The company also announced the launch of Eleva Travel, a tour operator in Mexico that will open in July and initially target Mexicans traveling domestically.
“While the results are better than expected, these are still depressed figures for what is traditionally Transat’s strongest quarter,” said RBC Capital Markets analyst Tanya Messinger.
“In its first-quarter report, management guided for a loss in the second quarter due to heavy competition and package price weakness. As a result, these weak figures are not a surprise. We expect investors to focus on outlook, which indicates to us that conditions remain difficult.”

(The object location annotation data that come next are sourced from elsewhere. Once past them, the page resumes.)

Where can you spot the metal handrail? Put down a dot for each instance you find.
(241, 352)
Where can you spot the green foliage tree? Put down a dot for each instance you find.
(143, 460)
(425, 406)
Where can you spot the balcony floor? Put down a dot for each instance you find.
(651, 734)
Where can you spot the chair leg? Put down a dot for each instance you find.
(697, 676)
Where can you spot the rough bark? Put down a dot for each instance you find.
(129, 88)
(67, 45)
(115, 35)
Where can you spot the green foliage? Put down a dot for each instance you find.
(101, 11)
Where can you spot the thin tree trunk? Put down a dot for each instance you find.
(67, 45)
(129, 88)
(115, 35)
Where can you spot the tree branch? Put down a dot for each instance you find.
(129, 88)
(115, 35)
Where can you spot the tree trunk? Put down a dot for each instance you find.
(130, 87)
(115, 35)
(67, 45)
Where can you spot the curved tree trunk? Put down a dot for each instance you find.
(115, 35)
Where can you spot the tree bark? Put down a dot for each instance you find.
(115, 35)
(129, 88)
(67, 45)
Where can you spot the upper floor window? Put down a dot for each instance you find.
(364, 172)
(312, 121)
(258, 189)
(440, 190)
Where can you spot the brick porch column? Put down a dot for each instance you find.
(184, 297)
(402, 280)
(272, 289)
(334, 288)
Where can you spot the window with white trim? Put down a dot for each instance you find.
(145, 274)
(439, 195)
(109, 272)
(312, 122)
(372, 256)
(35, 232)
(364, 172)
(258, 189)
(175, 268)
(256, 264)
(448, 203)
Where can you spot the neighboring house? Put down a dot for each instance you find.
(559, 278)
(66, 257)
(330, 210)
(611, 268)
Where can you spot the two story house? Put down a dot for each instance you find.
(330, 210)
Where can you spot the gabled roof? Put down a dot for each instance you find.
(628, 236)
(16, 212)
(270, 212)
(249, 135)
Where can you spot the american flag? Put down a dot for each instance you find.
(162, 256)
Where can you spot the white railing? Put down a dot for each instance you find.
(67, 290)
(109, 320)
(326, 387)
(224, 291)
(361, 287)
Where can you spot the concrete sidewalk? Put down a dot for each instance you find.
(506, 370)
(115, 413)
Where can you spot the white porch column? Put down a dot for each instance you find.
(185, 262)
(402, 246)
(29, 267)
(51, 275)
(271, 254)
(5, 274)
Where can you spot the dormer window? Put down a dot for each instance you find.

With a significant portion of its inventory still unsold, the Montreal-based company said it could not issue a detailed forecast for summer results. A stronger Canadian dollar against European currencies will also hurt income, it said.
For its Canada-Europe market, Transat said capacity is about 15 percent above last summer and the percentage of available seats filled with paying customers is “slightly higher” than last year.
The market for Canadian travel to sun destinations is similar to last year, Transat said.
For the second quarter, ended April 30, Transat earned C$6.2 million ($6.02 million), or 16 Canadian cents a share, down from C$42.2 million, or C$1.27 per share, a year ago.
Adjusting for fuel hedging, restructuring gains and the revaluation of asset-backed commercial paper, it lost C$2.7 million, or 7 Canadian cents a share.
Messinger said she expected an adjusted loss of 15 Canadian cents a share, while the average estimate was for a loss of 9 Canadian cents a share.
Revenue fell 6.1 percent to C$1.06 billion as European sales fell 19 percent and lower fares offset an increase in customers.
Transat recorded C$4 million in costs due to the volcanic eruption in Iceland that closed European airspace in April.
“Although we expect near-term challenges to continue, in our view Transat is well-positioned to withstand the industry shakeout with C$207 million of cash versus on-balance-sheet debt of C$55 million,” Messinger wrote.